Last year I changed my voter registration from Illinois to Minnesota, and back in November I cast my first ballot up here, in a local election.
Yesterday afternoon I’m driving my daughter home from school when I notice a “VOTE HERE” sign outside a local church. And that is, literally, the very first time it had occurred to me that Minnesota is a Super Tuesday state and this was the primary election day.
Here I am, somebody who cares enough about politics to make time out of his busy life to blog about the upcoming election, and I had no idea that it was election day in my state until three hours before polls closed! That’s embarrassing.
But at the same time, kind of understandable. If I had gone to the polls yesterday, what would that have accomplished? There was no primary competition on the Democratic side for either my House seat (Craig) or the Senate (Klobuchar). I suppose I could have racked my brain over whether to vote for Biden, for “uncommitted”, or for renegade Minnesota Representative Dean Phillips in the presidential primary, but to what end? So, both my wife and I sat this Super Tuesday out. November, obviously, will be a different matter.
More globally, Super Tuesday marked the end of the Haley campaign; she officially suspended her bid this morning. She did manage to win a single state, though: that Republican hotbed of Vermont, 50-46. (Over the weekend she had won her first primary contest in another Republican hotbed, the District of Columbia.) I heard at one point last night that, across all states yesterday, she was only attracting something like 25% of the vote. In Texas, for instance, she lost 78-17.
The race I was most interested in yesterday was the jungle primary for an open Senate seat in California, which featured three compelling Democratic House members – Adam Schiff, Katie Porter, and Barbara Lee – and an uninspiring Republican field led by former baseball star Steve Garvey. Three months ago I’d have thought that Schiff and Porter would advance to the general, which would have been a potentially expensive internecine race in the fall. However, Porter and Lee both underperformed and it only took half an hour after polls closed for Garvey to clinch the second position in the runoff. I’m sad to see Porter leave office, and I was also sad to see a former high school classmate, Joanna Weiss, finish 3rd in the jungle primary for Porter’s open seat in California’s 47th district (perhaps better known as the seat that Sam Seaborn ran in, in a by-election, when Rob Lowe wanted to leave The West Wing in mid-season).

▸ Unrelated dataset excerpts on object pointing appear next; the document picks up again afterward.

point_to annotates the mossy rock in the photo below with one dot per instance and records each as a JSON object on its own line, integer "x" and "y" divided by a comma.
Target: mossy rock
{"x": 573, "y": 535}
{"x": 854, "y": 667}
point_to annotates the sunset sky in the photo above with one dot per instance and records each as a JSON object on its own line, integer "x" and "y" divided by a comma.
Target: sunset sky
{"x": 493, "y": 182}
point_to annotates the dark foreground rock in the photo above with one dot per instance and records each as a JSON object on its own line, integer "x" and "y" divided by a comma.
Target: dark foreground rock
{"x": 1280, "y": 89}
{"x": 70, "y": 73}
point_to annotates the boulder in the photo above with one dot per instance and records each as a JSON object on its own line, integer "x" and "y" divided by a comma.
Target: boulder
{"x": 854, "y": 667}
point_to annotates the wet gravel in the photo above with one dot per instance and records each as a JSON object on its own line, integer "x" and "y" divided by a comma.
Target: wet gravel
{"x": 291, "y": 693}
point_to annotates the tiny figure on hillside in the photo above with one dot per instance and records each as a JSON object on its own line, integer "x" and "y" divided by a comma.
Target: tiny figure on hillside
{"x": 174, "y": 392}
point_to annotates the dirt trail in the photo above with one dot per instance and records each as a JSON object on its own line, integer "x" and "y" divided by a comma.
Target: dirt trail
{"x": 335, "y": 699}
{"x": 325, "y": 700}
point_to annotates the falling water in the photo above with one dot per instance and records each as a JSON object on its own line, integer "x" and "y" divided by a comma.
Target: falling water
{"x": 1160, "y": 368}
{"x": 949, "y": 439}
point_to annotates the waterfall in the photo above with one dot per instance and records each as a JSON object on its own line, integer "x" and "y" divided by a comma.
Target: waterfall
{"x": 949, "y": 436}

But the most interesting political news of the day came in a state whose primary isn’t until later this month: Arizona, where first-term U.S. Senator Krysten Sinema announced that she would not be running for re-election. A former Green, she had been elected as a Democrat but later became an independent, while still caucusing with the Democrats. Unlike Sanders, she left the party not because she was to its left, but because she had drifted to its right. Congressman Ruben Gallego had announced he would primary Sinema, and it was widely believed he would win. After she left the party to avoid that primary, it was presumed that there would be a three-way general election this fall. As such, Sinema’s decision to stand down rather than run as an independent is a good sign for the Democrats’ ability to retain a key swing seat in the Senate, particularly if as expected the Republicans nominate MAGAite Kari Lake to face Gallego; it is easier to imagine Lake winning a three-way race than a head-to-head against Gallego.